In competitive scenarios like RoboSumo, the opponent’s strategy is often unpredictable. Standard Multi-Agent Reinforcement Learning (MARL) approaches may struggle to adapt to diverse or unseen behaviors. To address this, we implemented a self-play strategy where the agent learns by competing against copies of itself, progressively improving its skills.

Overview of the RoboSumo competition Fig 1. Overview of the RoboSumo competition

Methodology

1. Simulation Environment

The training was conducted in a physics simulation environment (Isaac Gym) designed for high-performance robot learning. The setup includes two quadruped robots placed in a circular arena.

2. Self-Play Training

  • Algorithm: We utilized PPO (Proximal Policy Optimization) for policy optimization.
  • Curriculum: The agent starts by playing against a random policy and gradually transitions to playing against recent versions of itself.
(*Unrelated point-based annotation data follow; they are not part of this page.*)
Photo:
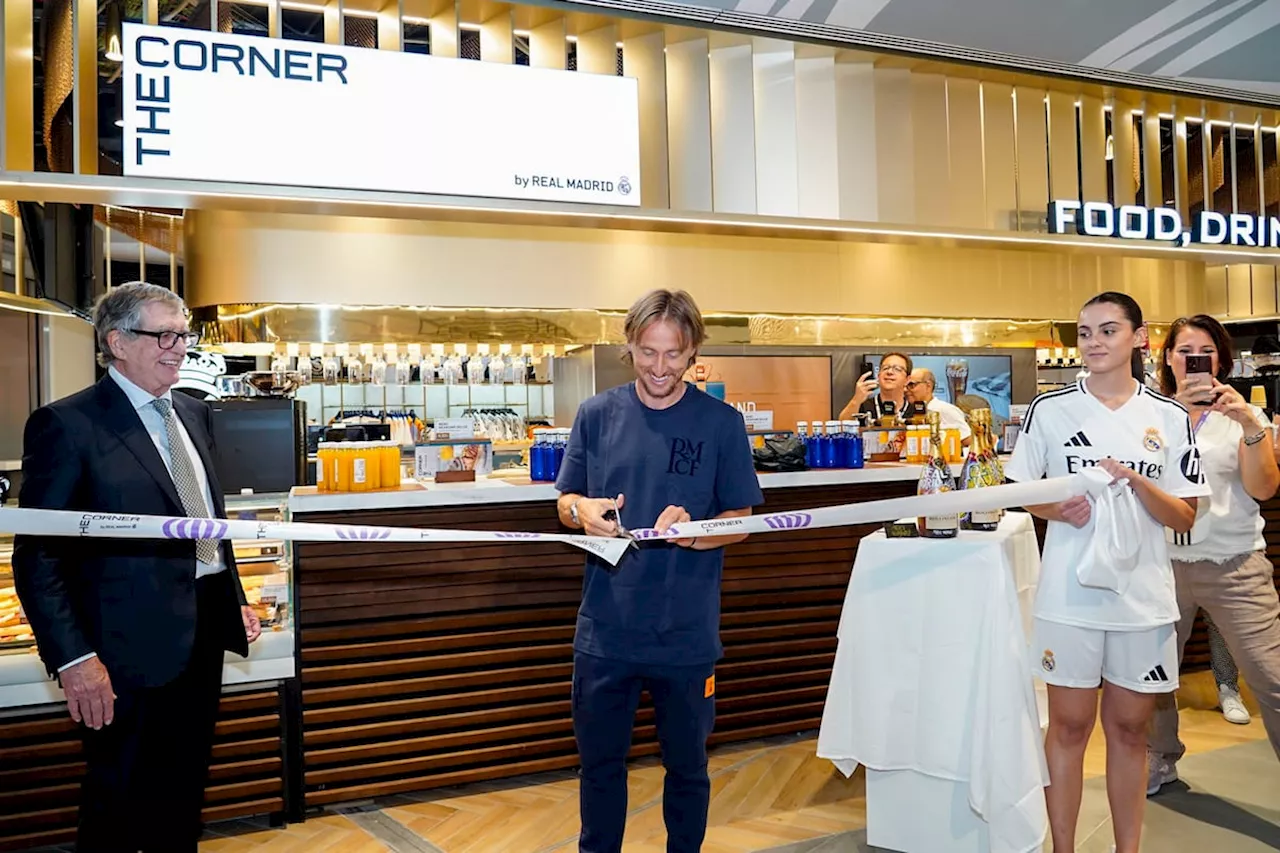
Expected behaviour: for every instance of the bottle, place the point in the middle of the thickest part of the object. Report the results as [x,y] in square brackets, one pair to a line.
[538,456]
[558,446]
[935,479]
[835,447]
[323,468]
[391,465]
[856,459]
[822,439]
[981,469]
[810,445]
This ensures that the opponent’s difficulty scales with the agent’s capability, preventing the learning process from stagnating.

3. Reward Design

The reward function was carefully designed to encourage aggressive yet stable behaviors:

  • Push Reward: Given for displacing the opponent towards the edge.
  • Survival Reward: Given for staying within the ring.
  • Stability Penalties: Penalties for falling or unstable body orientation.

Results

The self-play agent was evaluated against baseline policies (e.g., random agents or standard RL agents trained without self-play). The results demonstrated that the agent trained with self-play developed robust strategies to counter various opponent moves, achieving a significantly higher win rate compared to non-self-play baselines.

Video 1. RoboSumo Competition Demo

Acknowledgement

This project was conducted as a term project for the ME491 Learning Based Control course at KAIST.